Il reprochait à Josanne l’espèce de pudeur qui l’empêchait d’aimer Claude, à cœur ouvert, devant lui… Elle était — croyait-il — plus amoureuse que maternelle, et, souvent, Noël se demandait ce qu’elle faisait de son fils, pendant leurs rendez-vous quotidiens et leurs promenades. Il supposait que la Tourette seule s’occupait de Claude. Peu à peu il s’aperçut que Josanne surveillait la santé, le caractère, l’éducation de son enfant. Claude allait à l’école primaire la plus voisine, et la Tourette assumait le soin de le conduire, de l’aller chercher, de le faire jouer dans le square Notre-Dame. Mais, absente ou présente, la mère ne négligeait pas son cher devoir. Elle songeait à Claude, sans doute, quand Noël la voyait se hâter, tout inquiète, d’une inquiétude qu’elle n’exprimait pas.

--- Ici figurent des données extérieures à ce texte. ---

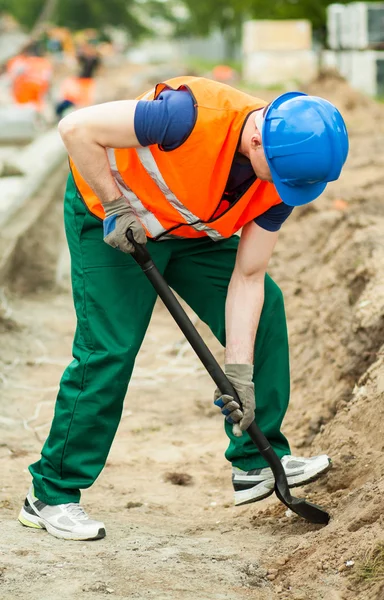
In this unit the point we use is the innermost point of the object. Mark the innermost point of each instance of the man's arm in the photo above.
(246, 292)
(87, 133)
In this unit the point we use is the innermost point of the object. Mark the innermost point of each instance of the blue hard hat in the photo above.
(305, 143)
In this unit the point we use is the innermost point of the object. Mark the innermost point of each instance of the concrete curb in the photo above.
(23, 220)
(37, 161)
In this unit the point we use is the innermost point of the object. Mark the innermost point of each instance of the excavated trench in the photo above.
(165, 494)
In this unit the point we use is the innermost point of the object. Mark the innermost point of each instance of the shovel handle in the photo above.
(311, 512)
(144, 260)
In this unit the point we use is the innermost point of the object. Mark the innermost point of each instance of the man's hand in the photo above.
(119, 219)
(241, 378)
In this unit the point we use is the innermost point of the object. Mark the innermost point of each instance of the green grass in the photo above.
(201, 65)
(372, 566)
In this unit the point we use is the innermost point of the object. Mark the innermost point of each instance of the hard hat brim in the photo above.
(291, 195)
(297, 195)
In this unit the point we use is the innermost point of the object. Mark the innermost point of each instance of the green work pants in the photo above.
(114, 302)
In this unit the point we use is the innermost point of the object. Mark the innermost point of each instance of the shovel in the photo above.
(307, 510)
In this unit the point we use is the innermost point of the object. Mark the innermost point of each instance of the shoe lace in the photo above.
(76, 511)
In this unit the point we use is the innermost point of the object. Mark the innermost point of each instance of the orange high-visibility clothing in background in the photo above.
(179, 193)
(78, 90)
(30, 77)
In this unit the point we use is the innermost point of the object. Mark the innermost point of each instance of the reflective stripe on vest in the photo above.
(149, 220)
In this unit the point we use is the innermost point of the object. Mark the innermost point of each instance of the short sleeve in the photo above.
(166, 121)
(274, 217)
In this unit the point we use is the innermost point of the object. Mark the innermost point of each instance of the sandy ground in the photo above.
(168, 541)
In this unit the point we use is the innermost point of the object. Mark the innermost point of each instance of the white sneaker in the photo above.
(66, 521)
(254, 485)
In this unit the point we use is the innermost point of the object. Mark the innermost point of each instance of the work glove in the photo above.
(120, 218)
(241, 378)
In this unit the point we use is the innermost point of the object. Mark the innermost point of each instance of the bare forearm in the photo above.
(88, 132)
(243, 308)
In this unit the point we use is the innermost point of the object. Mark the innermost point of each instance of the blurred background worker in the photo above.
(30, 74)
(79, 91)
(184, 168)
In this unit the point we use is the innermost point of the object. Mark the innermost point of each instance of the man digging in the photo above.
(184, 168)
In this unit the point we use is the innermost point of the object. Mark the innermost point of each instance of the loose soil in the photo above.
(165, 494)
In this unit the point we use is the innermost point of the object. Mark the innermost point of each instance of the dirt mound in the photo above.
(361, 112)
(335, 302)
(165, 494)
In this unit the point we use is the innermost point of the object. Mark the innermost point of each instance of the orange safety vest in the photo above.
(78, 90)
(179, 193)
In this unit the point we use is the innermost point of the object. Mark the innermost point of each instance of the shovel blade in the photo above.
(303, 508)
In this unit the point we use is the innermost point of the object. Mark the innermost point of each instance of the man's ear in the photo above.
(256, 140)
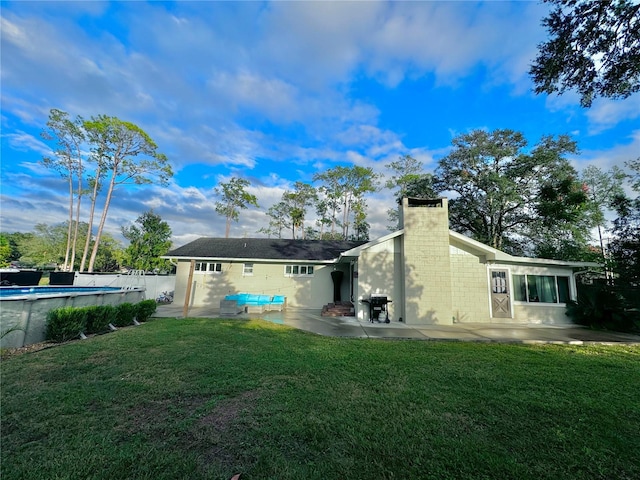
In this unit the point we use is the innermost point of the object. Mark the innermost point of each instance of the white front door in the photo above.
(500, 294)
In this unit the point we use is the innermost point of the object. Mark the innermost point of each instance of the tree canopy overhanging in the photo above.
(594, 48)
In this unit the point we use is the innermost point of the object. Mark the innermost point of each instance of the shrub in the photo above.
(145, 309)
(99, 318)
(125, 313)
(65, 323)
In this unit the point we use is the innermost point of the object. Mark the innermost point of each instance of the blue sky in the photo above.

Il souhaitait qu’elle exprimât cette inquiétude, et sa tendresse, et tous ses sentiments, qu’elle lui parlât comme elle se parlait à elle-même… Ne comprenait-elle pas qu’il faisait un effort méritoire pour aimer Claude ?… Et pourtant, Noël qui eût adopté si aisément le fils de Pierre Valentin, ne pouvait que subir le fils de l’autre

L’autre… Ah ! comme, de jour en jour, Noël l’exécrait davantage !… Et quel désir il avait de le connaître, pour ne plus le soupçonner partout ?… Que de fois, en écoutant Josanne, il guettait le nom qu’elle prononcerait peut-être, par hasard, — mais non pas sans que Noël en fût averti par une intuition infaillible, — le nom dont il savait seulement les initiales, — M. N…, — le nom qui était, dans la mémoire de cette femme, comme une chose vivante et cachée, qu’elle garderait, là, jusqu’à sa mort…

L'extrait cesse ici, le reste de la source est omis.